1. Overview
The Locality-Sensitive Hashing (LSH) algorithm hashes input items so that similar items have a high probability of being mapped to the same buckets.
In this quick article, we will use the java-lsh library to demonstrate a simple use case of this algorithm.
2. Maven Dependency
To get started we’ll need to add Maven dependency to the java-lsh library:
<dependency>
<groupId>info.debatty</groupId>
<artifactId>java-lsh</artifactId>
<version>0.10</version>
</dependency>
3. Locality-Sensitive Hashing Use Case
LSH has many possible applications, but we will consider one particular example.
Suppose we have a database of documents and want to implement a search engine that will be able to identify similar documents.

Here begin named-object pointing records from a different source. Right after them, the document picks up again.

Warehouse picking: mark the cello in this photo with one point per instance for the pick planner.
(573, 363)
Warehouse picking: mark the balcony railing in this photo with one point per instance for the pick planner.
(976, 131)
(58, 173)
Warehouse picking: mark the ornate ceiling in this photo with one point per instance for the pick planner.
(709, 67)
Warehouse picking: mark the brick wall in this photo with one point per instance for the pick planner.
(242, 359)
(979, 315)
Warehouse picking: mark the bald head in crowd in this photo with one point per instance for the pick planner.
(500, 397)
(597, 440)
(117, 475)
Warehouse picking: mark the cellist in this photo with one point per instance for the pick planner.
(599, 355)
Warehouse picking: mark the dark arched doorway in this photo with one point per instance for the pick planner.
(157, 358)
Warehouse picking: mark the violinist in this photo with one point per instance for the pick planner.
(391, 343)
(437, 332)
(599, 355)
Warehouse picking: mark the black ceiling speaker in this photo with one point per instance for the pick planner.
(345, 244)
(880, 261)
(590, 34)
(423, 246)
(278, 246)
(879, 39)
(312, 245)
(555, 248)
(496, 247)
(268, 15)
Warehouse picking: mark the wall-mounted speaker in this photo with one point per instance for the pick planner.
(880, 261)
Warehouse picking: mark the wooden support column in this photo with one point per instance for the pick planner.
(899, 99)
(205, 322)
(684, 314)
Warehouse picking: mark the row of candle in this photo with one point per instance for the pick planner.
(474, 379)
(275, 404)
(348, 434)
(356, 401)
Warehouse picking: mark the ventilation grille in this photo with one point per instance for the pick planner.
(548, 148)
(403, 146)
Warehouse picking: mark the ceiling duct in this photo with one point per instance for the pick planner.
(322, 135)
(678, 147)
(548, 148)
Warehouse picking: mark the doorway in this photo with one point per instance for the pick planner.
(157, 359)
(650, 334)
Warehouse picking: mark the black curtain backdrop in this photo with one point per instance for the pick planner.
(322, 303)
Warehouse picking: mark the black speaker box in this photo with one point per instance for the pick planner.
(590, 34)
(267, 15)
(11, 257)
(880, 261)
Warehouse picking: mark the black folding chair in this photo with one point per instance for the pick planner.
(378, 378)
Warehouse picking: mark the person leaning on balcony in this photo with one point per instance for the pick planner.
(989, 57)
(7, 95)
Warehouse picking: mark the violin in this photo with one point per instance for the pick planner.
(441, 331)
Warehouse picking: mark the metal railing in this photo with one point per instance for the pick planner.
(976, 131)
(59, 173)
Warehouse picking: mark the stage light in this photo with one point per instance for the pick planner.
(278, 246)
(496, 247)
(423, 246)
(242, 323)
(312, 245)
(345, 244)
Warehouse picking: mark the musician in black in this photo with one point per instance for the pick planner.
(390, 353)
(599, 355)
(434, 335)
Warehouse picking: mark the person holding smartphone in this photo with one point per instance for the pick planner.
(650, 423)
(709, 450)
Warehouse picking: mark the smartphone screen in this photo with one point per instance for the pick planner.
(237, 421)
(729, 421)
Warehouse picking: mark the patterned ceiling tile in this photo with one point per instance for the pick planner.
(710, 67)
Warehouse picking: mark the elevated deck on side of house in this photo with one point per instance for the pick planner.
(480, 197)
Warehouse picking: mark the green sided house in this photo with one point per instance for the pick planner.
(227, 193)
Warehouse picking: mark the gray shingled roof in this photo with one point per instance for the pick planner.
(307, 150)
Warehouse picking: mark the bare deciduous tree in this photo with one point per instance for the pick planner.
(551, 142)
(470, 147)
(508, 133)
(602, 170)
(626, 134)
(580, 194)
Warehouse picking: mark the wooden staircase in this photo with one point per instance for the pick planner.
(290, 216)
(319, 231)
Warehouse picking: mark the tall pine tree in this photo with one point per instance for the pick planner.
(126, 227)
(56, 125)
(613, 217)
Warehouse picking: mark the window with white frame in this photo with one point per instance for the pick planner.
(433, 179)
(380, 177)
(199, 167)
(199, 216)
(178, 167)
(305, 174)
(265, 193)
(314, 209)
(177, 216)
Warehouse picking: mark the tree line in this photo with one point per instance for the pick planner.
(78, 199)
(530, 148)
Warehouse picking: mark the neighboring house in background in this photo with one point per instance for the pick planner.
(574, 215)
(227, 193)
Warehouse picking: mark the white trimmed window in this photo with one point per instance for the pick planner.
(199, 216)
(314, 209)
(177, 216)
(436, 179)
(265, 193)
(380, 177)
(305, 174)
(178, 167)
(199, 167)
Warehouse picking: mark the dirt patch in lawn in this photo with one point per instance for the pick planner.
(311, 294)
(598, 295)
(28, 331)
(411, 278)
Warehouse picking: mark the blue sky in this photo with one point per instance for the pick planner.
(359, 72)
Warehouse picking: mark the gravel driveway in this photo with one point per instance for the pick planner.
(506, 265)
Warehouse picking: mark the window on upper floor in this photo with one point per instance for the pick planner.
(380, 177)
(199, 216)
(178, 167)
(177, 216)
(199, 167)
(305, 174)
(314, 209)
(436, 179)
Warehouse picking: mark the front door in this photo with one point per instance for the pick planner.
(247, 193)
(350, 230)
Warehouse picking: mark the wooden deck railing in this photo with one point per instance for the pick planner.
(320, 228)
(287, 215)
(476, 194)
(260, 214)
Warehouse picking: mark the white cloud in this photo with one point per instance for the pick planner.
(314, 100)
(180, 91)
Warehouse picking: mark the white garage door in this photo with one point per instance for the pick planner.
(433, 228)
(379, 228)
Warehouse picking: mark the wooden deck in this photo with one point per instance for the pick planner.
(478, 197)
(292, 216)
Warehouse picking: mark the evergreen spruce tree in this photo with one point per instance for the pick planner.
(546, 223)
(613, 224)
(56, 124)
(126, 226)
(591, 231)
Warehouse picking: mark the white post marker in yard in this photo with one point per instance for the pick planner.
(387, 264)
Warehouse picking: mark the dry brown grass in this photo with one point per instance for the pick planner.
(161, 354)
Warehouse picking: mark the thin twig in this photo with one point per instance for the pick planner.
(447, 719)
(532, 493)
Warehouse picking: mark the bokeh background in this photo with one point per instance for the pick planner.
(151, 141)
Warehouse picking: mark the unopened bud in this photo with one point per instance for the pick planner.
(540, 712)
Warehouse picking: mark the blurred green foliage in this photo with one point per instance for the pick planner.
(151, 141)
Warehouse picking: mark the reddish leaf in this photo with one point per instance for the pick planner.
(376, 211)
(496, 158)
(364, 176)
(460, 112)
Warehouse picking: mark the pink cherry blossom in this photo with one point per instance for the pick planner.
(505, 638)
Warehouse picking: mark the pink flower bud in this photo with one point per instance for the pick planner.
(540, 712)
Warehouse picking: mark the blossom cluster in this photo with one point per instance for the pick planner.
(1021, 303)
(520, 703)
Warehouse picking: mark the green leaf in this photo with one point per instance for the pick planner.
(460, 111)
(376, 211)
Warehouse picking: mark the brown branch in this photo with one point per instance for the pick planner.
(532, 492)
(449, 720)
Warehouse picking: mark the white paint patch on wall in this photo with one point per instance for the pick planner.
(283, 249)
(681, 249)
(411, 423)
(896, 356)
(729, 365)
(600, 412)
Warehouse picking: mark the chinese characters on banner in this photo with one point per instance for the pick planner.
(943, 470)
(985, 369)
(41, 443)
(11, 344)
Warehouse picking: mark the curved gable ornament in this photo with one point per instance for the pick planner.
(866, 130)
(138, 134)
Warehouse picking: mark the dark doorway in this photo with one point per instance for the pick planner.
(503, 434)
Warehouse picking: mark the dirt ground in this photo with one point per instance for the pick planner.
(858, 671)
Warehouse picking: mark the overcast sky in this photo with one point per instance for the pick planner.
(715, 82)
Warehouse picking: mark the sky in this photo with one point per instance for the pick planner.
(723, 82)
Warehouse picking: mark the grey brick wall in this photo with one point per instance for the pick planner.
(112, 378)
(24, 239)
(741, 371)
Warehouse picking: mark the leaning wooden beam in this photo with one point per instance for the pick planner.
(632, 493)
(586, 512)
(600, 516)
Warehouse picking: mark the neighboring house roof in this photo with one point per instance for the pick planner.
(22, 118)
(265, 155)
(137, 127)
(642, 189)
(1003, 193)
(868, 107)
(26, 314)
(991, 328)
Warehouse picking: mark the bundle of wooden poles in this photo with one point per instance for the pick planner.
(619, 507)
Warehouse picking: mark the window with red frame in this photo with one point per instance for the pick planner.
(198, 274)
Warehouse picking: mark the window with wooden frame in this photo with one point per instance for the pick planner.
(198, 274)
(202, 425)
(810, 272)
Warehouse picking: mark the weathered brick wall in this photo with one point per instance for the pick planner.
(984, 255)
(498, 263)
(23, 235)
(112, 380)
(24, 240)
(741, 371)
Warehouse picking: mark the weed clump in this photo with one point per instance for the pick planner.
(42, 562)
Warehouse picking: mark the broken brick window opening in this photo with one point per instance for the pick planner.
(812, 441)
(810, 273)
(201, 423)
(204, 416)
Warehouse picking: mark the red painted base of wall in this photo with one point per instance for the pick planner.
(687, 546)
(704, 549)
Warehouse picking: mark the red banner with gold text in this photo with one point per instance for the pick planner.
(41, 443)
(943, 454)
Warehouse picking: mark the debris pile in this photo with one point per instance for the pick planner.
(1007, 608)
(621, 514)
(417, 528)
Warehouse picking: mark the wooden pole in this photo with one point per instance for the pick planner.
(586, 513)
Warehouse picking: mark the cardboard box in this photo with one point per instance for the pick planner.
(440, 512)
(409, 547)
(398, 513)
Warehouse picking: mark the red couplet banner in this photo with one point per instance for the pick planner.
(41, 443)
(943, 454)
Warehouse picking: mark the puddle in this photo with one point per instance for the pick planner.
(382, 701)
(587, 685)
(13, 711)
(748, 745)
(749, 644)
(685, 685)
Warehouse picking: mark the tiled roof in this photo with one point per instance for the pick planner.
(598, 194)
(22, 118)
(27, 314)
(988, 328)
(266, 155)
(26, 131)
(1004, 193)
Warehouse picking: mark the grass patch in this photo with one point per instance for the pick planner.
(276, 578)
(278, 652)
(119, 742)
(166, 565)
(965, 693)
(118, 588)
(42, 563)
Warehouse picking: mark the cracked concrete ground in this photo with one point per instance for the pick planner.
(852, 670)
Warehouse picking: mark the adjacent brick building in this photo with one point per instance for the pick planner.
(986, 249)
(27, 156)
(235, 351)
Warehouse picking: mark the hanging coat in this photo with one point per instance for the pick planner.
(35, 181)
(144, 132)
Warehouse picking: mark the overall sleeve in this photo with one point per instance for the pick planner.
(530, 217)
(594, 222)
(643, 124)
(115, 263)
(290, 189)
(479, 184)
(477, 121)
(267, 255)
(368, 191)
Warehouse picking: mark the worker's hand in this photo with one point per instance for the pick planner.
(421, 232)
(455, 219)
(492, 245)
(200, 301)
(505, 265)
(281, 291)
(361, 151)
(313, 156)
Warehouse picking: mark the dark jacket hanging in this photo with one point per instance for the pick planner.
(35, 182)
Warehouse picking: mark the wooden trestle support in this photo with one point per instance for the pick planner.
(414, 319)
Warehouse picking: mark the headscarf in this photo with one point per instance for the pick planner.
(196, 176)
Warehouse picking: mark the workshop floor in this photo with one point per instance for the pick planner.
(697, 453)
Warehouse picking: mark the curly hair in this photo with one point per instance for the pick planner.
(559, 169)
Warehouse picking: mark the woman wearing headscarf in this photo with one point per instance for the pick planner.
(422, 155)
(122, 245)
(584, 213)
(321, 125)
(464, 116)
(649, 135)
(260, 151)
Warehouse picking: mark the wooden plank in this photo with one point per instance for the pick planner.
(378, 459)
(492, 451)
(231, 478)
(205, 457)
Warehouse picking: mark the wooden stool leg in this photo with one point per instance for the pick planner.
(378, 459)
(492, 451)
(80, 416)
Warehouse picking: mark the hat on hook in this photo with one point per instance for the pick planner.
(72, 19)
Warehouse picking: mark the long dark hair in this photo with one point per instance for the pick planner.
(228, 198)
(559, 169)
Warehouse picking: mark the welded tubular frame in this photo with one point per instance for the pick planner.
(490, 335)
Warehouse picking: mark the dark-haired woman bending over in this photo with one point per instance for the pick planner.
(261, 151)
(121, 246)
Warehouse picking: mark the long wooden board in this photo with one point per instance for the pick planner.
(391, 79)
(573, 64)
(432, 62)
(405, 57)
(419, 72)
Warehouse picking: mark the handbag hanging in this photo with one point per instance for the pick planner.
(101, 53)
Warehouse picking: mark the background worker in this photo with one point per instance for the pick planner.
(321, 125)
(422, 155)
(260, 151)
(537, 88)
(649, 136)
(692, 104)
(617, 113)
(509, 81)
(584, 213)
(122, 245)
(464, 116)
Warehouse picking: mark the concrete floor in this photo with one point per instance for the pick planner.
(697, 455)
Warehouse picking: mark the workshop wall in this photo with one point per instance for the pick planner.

We can use LSH as part of this solution:
- Every document can be transformed to a vector of numbers or booleans – for example, we could use the word2vect algorithm to transform words and documents into vectors of numbers
- Once we have a vector representing each document, we can use the LSH algorithm to calculate a hash for each vector, and due to the characteristics of LSH, documents that are presented as similar vectors will have a similar or same hash
- As a result, given a particular document’s vector, we can find N numbers of vectors that have a similar hash and return the corresponding documents to the end user
4. Example
We will be using the java-lsh library to calculate hashes for our input vectors. We won’t be covering the transformation itself, as this is a huge topic beyond the scope of this article.
However, suppose we have three input vectors that are transformed from a set of three documents, presented in a form that can be used as the input for the LSH algorithm:
boolean[] vector1 = new boolean[] {true, true, true, true, true};
boolean[] vector2 = new boolean[] {false, false, false, true, false};
boolean[] vector3 = new boolean[] {false, false, true, true, false};
Note that in a production application, the number of input vectors should be a lot higher to leverage the LSH algorithm, but for the sake of this demonstration, we will stick to three vectors only.
It is important to note that first vector is vastly different from the second and third, whereas the second and third vectors are quite similar to each other.
Let’s create an instance of the LSHMinHash class. We need to pass the size of the input vectors to it – all input vectors should have equal size. We also need to specify how many hash buckets we want and how many stages of computation (iterations) LSH should perform:
int sizeOfVectors = 5;
int numberOfBuckets = 10;
int stages = 4;
LSHMinHash lsh = new LSHMinHash(stages, numberOfBuckets, sizeOfVectors);
We specify that all vectors that will be hashed by the algorithms should be hashed among ten buckets. We also want to have four iterations of LSH for calculating hashes.
To calculate the hash for each vector, we pass the vector to the hash() method:
int[] firstHash = lsh.hash(vector1);
int[] secondHash = lsh.hash(vector2);
int[] thirdHash = lsh.hash(vector3);
System.out.println(Arrays.toString(firstHash));
System.out.println(Arrays.toString(secondHash));
System.out.println(Arrays.toString(thirdHash));
Running that code will result in output similar to:
[0, 0, 1, 0]
[9, 3, 9, 8]
[1, 7, 8, 8]
Looking at each output array, we can see the hash values calculated at each of the four iterations for the corresponding input vector. The first line shows the hash results for the first vector, the second line for the second vector, and third line for the third vector.
After four iterations, the LSH yielded results as we expected – LSH calculated the same hash value (8) for the second and third vectors, which were similar to each other, and a different hash value (0) for the first vector, which was different from the second and third vectors.
LSH is an algorithm that is based on probability, so we cannot be sure that two similar vectors will land in the same hash bucket. Nevertheless, when we have a large enough number of input vectors, the algorithm yields results that will have a high probability for assigning similar vectors to the same buckets.
When we are dealing with massive data sets, LSH can be a handy algorithm.
5. Conclusion
In this quick article, we looked at an application of the Locality-Sensitive Hashing algorithm and showed how to use it with the help of the java-lsh library.
The implementation of all these examples and code snippets can be found in the GitHub project – this is a Maven project, so it should be easy to import and run as it is.